Bei Antritt der aktuellen Regierung wurde das Ziel ausgegeben, die Zahl der armutsgefährdeten Österreicher zu halbieren. Im Wahljahr 2019 befanden sich 13,3 % der Menschen in dieser Kategorie. Heute sind das bereits 14,9 %. Statt einer Reduzierung kam es also tatsächlich zu einer Steigerung der betroffenen Personen! Diese Regierung hat die Situation damit sogar noch verschlimmert.
Nach Schätzungen des IWF (Internationaler Währungsfond) liegt Österreich mit kaufkraftbereinigten 66.889 $ BIP (Bruttoinlandsprodukt) pro Kopf 2022 an weltweit 16. Stelle von 194 gelisteten Ländern (Quelle: https://de.wikipedia.org/wiki/Liste_der_L%C3%A4nder_nach_Bruttoinlandsprodukt_pro_Kopf, 19.06.2024). Somit kann zurecht behauptet werden: Österreich ist reich.
Blickt man hinter diese erfreuliche internationale Vergleichszahl und sieht sich den Zustand im Detail an, wird schnell klar, dass sich ein gewaltiger Wurm in diesem schönen Apfel befindet. Betrachtet man aktuelle Schätzungen der Nationalbank, so besitzt das reichste Prozent der Österreicher fast die Hälfte der gesamten Vermögenswerte. Um hier international Vergleiche durchführen zu können gibt es den sogenannten Gini-Koeffizienten. Der Wert 0 bedeutet, jeder Mensch besitzt gleich viel, bei einem Wert 1 besitzt einer alles. Nach der oben zitierten Schätzung läge Österreich hier bei einem Wert von 0,9 – was einer extremen Vermögensungleichheit entspricht. Ein ähnliches Bild zeigt sich bei den Einkommen. 2022 erhielten 20 % der Einkommensbezieher maximal 1.623 €, während 10 % am anderen Ende mindestens 4.929 € bezogen, jeweils Brutto.
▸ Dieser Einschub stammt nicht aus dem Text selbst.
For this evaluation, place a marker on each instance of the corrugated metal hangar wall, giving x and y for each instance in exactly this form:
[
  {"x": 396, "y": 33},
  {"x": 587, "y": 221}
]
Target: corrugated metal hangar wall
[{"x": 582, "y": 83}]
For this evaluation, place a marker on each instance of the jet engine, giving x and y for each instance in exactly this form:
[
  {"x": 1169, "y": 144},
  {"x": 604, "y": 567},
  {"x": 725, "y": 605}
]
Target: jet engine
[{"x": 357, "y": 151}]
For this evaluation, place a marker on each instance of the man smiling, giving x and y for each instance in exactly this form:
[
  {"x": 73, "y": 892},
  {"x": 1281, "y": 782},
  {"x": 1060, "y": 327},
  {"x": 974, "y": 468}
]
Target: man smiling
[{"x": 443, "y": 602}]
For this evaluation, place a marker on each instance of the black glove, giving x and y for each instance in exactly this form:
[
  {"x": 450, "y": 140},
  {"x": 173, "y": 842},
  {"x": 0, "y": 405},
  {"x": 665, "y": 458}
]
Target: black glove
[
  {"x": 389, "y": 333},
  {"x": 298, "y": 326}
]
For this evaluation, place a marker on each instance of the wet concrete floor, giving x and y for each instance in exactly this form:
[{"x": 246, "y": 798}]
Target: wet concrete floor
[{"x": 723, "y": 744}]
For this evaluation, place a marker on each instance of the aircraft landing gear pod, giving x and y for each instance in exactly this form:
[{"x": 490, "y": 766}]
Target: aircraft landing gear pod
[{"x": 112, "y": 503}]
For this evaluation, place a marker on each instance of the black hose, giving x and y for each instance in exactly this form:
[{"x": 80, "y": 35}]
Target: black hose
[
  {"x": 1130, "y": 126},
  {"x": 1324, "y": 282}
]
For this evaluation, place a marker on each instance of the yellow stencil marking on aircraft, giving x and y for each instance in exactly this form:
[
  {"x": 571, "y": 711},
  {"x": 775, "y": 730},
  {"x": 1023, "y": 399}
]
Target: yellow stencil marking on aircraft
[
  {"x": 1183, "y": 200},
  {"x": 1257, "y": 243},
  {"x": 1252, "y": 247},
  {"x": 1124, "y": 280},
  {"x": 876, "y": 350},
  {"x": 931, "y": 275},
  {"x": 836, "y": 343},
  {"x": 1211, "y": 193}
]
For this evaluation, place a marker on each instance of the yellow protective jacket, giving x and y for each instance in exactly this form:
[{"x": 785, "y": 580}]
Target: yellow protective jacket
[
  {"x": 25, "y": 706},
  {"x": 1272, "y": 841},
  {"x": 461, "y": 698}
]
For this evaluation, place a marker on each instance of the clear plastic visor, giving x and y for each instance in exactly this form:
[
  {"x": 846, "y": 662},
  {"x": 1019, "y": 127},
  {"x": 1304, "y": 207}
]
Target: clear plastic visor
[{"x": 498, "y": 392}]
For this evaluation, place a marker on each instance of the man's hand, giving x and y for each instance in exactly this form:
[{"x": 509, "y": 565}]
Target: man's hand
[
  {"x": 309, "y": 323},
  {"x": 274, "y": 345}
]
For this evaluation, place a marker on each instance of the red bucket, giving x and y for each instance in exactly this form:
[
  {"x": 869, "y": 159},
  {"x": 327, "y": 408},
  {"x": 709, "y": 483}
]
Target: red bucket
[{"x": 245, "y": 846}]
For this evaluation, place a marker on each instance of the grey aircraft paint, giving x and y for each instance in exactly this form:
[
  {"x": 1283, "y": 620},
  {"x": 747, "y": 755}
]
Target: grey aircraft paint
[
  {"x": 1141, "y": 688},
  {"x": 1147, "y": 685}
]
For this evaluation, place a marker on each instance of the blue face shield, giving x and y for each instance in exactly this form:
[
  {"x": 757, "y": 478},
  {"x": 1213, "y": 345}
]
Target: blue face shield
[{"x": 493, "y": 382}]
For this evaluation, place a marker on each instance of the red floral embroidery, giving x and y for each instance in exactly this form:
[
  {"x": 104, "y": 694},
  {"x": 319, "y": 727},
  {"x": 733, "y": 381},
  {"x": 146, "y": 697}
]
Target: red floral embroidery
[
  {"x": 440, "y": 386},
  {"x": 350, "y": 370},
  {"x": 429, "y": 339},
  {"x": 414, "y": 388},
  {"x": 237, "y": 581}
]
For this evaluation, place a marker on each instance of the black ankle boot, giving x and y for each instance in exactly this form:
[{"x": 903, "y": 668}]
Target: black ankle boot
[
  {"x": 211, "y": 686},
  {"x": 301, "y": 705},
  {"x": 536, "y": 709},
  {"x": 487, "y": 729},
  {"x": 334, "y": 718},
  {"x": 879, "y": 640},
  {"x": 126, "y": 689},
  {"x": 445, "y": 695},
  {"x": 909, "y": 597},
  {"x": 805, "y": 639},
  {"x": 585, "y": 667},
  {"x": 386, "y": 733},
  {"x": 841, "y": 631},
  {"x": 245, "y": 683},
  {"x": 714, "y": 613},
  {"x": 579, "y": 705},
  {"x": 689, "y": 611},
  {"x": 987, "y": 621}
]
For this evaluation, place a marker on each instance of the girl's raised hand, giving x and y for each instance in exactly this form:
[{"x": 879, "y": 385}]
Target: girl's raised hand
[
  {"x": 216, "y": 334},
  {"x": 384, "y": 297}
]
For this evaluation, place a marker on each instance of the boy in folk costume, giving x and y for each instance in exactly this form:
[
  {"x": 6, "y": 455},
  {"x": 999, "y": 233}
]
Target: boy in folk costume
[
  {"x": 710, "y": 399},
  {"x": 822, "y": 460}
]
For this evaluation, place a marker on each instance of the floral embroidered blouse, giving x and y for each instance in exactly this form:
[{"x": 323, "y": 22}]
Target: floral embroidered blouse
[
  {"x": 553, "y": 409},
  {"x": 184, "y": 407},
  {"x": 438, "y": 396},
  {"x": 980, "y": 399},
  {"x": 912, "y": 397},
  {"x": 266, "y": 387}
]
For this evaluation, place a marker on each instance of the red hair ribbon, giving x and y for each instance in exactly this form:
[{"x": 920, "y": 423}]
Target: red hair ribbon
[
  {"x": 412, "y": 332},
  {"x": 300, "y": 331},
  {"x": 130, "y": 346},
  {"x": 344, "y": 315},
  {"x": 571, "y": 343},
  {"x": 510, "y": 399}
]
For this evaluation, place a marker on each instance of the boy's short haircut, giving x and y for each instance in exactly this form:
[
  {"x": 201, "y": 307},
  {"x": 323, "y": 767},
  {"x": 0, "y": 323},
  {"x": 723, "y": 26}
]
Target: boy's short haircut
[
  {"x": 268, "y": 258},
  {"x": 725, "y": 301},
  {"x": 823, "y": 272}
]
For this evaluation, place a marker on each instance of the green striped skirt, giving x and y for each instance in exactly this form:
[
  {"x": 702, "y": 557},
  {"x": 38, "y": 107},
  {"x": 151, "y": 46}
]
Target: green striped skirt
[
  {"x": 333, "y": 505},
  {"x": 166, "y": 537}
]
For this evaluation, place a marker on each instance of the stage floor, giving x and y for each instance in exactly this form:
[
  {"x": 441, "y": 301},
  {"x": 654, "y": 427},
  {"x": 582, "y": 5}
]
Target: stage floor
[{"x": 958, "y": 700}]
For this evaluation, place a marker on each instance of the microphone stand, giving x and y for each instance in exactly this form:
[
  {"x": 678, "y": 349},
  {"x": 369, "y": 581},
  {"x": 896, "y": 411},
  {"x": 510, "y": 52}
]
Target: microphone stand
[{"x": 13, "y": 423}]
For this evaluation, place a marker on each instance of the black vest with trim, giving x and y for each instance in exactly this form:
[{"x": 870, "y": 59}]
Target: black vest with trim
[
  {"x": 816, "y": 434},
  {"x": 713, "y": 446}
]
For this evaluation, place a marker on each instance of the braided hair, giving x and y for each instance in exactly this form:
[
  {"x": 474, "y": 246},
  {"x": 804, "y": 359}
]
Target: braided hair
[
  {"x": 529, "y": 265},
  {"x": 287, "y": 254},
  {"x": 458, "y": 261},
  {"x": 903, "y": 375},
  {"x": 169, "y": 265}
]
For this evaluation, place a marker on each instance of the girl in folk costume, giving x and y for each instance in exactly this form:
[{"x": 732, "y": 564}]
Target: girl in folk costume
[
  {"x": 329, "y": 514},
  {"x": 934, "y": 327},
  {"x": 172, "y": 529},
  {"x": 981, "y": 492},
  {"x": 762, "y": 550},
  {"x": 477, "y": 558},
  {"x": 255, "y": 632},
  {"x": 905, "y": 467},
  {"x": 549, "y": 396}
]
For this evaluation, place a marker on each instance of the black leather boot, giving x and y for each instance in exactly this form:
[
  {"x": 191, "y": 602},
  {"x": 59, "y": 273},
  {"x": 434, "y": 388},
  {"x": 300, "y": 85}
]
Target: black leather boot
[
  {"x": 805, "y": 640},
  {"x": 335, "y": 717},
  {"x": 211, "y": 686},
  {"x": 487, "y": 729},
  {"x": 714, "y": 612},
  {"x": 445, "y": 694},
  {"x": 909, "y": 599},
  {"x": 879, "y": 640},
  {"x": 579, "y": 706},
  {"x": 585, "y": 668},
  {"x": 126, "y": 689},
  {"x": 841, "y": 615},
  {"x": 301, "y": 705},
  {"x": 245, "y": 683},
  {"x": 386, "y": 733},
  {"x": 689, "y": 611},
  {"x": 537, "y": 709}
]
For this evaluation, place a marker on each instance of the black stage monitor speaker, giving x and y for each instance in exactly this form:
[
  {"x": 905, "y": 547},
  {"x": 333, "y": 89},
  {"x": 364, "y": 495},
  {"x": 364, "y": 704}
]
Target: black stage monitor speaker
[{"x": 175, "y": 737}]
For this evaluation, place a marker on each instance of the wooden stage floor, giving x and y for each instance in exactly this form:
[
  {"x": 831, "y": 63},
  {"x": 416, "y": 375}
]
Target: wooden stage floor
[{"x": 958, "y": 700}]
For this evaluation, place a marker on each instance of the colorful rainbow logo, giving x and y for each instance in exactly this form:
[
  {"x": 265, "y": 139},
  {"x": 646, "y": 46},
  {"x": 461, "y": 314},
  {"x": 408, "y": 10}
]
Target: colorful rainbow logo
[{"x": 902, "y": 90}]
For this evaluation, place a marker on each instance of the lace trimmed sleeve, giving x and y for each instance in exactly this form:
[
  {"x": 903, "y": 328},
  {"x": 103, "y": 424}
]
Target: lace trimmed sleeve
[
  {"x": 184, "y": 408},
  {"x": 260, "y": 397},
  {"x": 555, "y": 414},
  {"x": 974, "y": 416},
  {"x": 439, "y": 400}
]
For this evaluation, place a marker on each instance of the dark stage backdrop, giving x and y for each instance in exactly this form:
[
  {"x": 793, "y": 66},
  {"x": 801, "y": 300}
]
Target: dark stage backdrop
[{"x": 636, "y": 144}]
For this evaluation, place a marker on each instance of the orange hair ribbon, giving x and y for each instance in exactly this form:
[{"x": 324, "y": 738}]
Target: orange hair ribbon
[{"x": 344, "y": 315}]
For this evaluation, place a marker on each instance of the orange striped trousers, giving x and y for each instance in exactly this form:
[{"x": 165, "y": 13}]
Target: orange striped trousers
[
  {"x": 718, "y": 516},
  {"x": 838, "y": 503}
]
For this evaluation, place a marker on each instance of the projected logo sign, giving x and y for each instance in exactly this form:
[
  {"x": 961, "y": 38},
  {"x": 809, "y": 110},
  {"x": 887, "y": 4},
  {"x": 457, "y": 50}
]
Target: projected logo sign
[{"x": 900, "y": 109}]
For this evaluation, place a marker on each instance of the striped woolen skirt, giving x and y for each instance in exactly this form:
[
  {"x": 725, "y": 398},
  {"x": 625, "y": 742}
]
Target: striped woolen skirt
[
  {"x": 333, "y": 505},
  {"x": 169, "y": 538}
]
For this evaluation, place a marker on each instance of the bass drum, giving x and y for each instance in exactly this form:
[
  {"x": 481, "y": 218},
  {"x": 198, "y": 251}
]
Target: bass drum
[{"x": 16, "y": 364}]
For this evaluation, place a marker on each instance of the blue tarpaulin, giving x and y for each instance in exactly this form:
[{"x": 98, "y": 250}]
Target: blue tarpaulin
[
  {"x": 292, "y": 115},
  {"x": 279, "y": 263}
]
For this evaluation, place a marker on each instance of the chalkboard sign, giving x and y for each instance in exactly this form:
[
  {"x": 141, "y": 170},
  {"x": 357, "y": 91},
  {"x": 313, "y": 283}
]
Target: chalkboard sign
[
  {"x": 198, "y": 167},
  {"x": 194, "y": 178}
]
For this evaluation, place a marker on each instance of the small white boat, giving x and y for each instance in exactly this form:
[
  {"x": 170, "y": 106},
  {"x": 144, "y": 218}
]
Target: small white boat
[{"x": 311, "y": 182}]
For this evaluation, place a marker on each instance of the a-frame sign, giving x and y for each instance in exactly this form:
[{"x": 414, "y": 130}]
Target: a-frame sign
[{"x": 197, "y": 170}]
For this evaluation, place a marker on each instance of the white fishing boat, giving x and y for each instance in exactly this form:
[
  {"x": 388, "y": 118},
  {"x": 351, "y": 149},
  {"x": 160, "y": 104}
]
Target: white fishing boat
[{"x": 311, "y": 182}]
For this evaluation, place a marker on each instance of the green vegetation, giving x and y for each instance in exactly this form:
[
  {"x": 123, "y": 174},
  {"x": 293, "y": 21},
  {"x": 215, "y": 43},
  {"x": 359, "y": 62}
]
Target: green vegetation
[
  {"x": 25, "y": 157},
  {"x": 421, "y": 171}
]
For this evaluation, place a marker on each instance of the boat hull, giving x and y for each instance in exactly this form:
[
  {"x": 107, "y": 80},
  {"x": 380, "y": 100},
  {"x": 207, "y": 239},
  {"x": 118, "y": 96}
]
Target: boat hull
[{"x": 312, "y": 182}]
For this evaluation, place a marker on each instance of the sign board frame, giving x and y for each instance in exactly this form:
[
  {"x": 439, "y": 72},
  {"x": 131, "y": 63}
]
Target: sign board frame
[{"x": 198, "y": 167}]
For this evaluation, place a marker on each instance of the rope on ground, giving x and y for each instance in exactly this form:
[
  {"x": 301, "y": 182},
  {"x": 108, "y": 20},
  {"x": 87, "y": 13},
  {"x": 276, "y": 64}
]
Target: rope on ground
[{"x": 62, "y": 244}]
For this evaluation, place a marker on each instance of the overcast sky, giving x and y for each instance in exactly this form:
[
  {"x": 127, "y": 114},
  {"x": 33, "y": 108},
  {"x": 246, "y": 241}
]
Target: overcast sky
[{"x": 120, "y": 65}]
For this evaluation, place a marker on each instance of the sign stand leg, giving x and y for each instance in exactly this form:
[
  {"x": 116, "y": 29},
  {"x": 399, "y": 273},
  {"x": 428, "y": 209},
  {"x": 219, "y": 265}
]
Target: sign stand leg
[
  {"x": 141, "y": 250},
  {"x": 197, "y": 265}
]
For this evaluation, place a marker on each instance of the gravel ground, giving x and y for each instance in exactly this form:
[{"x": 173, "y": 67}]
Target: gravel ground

Für die unteren Einkommens- und Vermögensschichten kommen verschärfend auch einige Faktoren in Spiel, die ein Abrutschen in die Armut fördern. Die steigende Inflation etwa, die ja nur einen Durchschnitt der Entwicklung der Preise von Waren und Dienstleistungen abbildet, bedeutet für viele den unmittelbaren Anstieg der Ausgaben für Wohnen, Lebensmittel, Energie usw. Die Einkommenssituation hinkt dieser Entwicklung immer hinterher. KV-Verhandlungen etwa berücksichtigen jeweils nur die Auswirkungen der vergangenen 12 Monate. Wenn hier eine Erhöhung der Löhne um die Inflationsrate erreicht wird, bedeutet das, dass die bereits fälligen erhöhten Zahlungen schon getätigt wurden, somit weniger Spielraum gegeben war. Der Ausgleich für diese erhöhten Ausgaben ist aber nicht berücksichtigt – jede weitere Erhöhung wirkt sich also sofort wieder in einer reduzierten Kaufkraft aus.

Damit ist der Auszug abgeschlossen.